5 Replies Latest reply on Jun 9, 2014 4:31 AM by sudarshan

    Get peak performance at Radeon 5870

    marcus-from-europe

      Hi guys,

       

      I am new in this forum und I have to admit that I am not a very experienced programmer in terms of gpu programming. Nonetheless I want to write some code to achieve peak performance (tflop/s) of my radeon 5870 (which is 2.72 TFlops). Getting an easy start, I downloaded "FlopsCL" from Kamil Rocki (see http://olab.is.s.u-tokyo.ac.jp/~kamil.rocki/FlopsCL_src_linux.zip).

       

      Running the benchmark tool I got 2.15 TFlops (using float4). Thats impressive but by far not peak performance. Thus, I fired up CodeXL / AMD AppAnalyzer. The results:

           KernelOccupancy = 100

           ALUBusy = 49.84%

           ALUPacking = 79.93%

       

      How can I optimize the kernel code to get full peak performance? Above all, is 'peak performance' reachable, even in a synthetic test - or is this just a calculated number based on tech details? How can I get better ALUPacking (obviously there are only 4 ALUs utilized of the VLIW5-ALUs)?

       

      Regards

      Marcus

        • Re: Get peak performance at Radeon 5870
          developer

          (4/5)*2.72 = 2.176. You are reaching 2.15TFLOPs. All is well!

           

          VLIW5 can sure pack 5 operations together. But can all 5 be floating point math? You may need to check what are the arithmetic units that can be fed by VLIW5?

          If the fifth module is a non-arithmetic stuff (like say Shifter or something like that), you really cant get MAD (Mul-add) flops using that.

          For all calculatations, I used to assume 2.2TF as peak on 5870-- iirc.

           

          The GCN Architecture whitepaper shows how graphics developed over various eras.
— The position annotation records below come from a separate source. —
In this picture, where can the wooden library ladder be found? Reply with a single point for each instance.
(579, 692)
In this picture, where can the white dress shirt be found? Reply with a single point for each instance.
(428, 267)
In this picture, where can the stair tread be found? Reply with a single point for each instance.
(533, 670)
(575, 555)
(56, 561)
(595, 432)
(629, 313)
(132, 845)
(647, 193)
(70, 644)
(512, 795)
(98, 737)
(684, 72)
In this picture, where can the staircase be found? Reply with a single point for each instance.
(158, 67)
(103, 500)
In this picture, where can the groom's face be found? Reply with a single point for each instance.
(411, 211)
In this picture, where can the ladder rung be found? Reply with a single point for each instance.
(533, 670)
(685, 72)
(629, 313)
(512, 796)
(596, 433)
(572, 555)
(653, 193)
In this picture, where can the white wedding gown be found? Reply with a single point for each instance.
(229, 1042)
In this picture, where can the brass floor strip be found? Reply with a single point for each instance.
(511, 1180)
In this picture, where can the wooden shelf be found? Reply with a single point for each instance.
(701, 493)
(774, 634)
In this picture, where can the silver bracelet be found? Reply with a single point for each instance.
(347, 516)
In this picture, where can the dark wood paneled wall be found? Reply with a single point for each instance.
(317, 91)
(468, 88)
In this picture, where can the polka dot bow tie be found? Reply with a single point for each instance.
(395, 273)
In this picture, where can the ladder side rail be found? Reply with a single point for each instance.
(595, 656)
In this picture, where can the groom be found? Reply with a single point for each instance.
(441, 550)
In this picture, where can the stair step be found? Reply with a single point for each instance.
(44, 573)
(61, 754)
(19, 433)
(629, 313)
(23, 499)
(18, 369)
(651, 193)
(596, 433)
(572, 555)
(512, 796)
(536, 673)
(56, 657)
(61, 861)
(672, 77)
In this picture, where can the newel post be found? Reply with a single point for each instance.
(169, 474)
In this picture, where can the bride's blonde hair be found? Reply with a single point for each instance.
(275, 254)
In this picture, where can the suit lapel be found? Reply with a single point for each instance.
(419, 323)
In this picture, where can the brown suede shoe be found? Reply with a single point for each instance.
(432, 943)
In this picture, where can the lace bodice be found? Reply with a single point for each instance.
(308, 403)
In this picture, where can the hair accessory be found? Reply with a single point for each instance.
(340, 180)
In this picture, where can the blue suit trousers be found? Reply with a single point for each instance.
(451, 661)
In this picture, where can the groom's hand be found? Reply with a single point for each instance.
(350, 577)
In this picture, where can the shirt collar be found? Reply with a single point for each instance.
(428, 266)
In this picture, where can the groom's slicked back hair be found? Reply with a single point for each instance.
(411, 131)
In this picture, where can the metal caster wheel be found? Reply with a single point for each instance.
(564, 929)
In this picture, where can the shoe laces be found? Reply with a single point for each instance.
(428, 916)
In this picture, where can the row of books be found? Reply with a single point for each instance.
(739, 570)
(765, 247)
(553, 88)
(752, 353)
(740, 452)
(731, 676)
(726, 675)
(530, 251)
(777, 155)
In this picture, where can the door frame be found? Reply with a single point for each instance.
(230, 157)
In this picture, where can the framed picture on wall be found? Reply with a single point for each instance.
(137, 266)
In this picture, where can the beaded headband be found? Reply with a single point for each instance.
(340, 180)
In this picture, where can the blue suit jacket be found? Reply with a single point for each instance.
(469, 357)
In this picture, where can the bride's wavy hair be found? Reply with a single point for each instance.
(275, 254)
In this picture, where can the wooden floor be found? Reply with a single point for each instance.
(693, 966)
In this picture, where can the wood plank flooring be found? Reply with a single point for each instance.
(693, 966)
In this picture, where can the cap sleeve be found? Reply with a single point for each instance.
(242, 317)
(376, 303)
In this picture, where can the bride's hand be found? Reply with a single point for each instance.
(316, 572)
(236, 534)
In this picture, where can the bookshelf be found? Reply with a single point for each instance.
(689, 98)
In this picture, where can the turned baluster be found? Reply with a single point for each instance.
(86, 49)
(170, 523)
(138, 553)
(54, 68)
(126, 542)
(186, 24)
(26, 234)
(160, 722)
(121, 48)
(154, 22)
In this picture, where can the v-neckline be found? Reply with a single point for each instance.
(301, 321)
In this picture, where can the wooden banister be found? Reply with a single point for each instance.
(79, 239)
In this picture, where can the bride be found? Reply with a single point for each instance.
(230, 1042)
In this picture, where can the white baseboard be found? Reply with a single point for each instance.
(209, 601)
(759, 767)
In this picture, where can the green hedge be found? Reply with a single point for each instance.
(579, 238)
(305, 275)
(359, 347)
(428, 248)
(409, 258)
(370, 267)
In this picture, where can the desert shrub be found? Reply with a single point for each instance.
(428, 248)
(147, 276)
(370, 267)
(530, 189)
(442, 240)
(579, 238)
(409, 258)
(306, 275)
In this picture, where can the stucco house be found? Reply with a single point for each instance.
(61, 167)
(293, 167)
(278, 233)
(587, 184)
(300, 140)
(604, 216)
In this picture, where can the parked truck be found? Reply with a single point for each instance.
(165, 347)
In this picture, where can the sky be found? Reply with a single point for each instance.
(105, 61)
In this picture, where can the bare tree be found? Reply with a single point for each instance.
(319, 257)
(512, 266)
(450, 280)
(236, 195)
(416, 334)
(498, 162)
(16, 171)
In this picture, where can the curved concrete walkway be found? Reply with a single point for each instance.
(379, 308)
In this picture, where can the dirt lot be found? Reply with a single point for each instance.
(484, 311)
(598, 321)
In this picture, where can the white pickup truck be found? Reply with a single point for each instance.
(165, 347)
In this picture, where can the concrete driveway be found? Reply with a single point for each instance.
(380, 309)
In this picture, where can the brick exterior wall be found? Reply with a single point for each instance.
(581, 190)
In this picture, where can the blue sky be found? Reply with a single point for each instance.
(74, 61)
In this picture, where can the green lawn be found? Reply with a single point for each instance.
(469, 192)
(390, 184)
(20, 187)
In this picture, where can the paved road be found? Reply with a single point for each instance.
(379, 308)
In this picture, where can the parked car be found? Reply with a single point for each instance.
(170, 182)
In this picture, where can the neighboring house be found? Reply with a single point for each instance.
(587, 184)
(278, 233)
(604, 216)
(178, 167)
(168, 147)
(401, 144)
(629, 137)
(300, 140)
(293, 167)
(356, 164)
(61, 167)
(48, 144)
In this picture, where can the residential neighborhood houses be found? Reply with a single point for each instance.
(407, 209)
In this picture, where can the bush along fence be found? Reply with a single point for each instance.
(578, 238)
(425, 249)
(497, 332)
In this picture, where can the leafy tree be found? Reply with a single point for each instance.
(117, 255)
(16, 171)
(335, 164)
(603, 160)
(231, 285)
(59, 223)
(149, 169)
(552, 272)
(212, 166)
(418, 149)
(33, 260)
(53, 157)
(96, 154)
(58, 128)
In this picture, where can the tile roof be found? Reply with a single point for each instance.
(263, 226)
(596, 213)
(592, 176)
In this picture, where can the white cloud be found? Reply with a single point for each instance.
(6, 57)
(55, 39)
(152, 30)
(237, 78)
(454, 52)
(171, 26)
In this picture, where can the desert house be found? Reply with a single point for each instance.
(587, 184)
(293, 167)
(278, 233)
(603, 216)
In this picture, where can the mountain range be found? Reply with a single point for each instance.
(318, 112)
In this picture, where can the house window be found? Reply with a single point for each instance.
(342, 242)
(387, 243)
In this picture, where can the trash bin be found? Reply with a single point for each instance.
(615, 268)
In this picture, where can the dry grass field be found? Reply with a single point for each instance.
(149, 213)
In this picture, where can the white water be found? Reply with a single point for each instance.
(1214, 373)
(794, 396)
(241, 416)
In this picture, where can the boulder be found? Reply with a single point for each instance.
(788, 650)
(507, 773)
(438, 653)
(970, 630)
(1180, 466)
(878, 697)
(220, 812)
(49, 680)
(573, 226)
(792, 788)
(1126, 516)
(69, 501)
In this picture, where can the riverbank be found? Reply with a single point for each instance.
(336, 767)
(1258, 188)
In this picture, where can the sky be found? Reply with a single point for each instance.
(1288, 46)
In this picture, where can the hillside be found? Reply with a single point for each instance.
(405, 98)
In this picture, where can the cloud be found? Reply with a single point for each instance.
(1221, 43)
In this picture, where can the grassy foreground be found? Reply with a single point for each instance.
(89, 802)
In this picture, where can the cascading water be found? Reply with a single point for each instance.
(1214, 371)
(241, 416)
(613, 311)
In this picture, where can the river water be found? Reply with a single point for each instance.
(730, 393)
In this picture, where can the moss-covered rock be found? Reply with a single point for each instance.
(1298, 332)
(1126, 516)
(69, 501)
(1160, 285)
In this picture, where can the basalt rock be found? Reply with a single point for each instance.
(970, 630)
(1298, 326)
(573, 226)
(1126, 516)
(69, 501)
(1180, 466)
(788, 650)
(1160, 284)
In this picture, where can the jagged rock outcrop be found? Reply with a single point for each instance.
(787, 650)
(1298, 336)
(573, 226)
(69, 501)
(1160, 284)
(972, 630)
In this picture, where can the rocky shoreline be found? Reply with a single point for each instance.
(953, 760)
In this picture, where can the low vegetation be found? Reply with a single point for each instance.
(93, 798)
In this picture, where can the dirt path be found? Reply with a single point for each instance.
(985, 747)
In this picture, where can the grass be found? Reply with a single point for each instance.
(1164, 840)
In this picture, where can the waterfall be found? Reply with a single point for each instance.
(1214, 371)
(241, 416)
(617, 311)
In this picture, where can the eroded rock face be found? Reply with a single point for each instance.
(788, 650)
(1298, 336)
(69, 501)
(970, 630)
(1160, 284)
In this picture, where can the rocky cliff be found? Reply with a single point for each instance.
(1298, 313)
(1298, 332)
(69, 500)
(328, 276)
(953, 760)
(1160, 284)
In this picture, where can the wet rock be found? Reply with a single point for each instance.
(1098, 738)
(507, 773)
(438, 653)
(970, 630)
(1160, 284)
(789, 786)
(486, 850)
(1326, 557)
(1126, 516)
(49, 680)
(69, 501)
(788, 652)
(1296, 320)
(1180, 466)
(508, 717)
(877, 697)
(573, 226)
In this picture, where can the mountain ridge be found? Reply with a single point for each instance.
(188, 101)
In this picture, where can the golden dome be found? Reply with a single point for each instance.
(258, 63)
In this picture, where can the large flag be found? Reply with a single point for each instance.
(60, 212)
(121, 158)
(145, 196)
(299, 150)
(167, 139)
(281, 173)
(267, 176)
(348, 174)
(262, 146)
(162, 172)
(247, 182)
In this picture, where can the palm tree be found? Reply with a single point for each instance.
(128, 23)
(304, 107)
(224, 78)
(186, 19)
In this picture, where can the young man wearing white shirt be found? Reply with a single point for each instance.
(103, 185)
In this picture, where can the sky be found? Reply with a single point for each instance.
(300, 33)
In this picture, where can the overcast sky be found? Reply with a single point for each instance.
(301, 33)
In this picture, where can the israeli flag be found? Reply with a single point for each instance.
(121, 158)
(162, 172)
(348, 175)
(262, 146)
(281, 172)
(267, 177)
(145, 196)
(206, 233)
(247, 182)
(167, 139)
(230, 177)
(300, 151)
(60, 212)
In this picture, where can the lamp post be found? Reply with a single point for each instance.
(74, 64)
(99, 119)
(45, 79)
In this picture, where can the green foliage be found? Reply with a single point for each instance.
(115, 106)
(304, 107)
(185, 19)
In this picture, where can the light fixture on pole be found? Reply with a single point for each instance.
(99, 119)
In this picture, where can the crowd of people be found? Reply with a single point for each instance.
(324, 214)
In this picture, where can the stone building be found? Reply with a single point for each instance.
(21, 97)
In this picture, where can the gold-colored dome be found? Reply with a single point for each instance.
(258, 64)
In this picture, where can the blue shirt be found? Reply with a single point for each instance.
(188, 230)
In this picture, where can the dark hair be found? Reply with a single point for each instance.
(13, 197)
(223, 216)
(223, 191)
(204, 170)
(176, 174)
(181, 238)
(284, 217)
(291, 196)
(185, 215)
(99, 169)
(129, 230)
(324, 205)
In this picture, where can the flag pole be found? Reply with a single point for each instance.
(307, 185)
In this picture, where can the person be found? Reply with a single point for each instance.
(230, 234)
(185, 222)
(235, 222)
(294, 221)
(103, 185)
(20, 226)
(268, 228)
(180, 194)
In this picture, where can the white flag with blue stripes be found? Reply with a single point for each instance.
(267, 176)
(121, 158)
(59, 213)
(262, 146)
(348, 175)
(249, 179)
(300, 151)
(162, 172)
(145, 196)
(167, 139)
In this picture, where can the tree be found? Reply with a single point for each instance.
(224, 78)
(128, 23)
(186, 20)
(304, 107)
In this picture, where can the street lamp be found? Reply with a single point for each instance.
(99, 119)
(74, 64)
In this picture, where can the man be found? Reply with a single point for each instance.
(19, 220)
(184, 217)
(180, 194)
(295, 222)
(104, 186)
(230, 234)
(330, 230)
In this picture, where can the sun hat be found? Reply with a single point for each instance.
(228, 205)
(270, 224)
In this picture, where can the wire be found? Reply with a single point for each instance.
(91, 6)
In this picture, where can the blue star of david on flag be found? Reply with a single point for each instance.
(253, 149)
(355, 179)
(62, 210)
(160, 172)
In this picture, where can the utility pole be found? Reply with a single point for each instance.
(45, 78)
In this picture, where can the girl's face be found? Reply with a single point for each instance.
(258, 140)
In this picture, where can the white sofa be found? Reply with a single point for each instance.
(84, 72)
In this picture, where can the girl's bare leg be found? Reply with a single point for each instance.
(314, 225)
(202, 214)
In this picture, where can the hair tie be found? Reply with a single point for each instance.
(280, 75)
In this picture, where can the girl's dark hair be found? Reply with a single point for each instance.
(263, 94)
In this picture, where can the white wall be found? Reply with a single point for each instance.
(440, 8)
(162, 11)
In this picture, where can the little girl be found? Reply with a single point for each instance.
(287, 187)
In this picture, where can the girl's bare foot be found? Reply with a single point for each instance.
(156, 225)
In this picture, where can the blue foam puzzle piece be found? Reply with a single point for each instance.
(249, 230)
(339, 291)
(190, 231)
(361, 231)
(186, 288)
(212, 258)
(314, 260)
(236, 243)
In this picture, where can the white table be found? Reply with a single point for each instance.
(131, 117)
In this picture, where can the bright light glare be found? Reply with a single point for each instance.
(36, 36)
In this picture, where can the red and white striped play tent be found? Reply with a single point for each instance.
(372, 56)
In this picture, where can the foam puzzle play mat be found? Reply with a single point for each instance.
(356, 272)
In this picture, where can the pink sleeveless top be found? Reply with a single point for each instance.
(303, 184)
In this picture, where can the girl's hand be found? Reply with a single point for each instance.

In that PDF, VLIW5 is represented as 4 stream processors + 1 (FMAD + Special functions).

          Special functions could mean sin/cos/tan functions. FMAD could be Fused multiply-add. I am not too sure though....

          HTH

          Best,

          Bruhaspati

            • Re: Get peak performance at Radeon 5870
              marcus-from-europe

              Hi guys, thanks for your input so far.

               

              > You could try this as well and see how it performs:

              > http://parallelplusplus.blogspot.gr/2014/01/benchmarking-capabilities-of-your_28.html

               

              I gave this benchmark a try recently... and got 2.1 tflops as well.

               

               

              > VLIW5 can sure pack 5 operations together. But can all 5 be floating point math? You may need to check what are the arithmetic units that can be fed by VLIW5?

              > If the fifth module is a non-arithmetic stuff (like say Shifter or something like that), you really cant get MAD (Mul-add) flops using that.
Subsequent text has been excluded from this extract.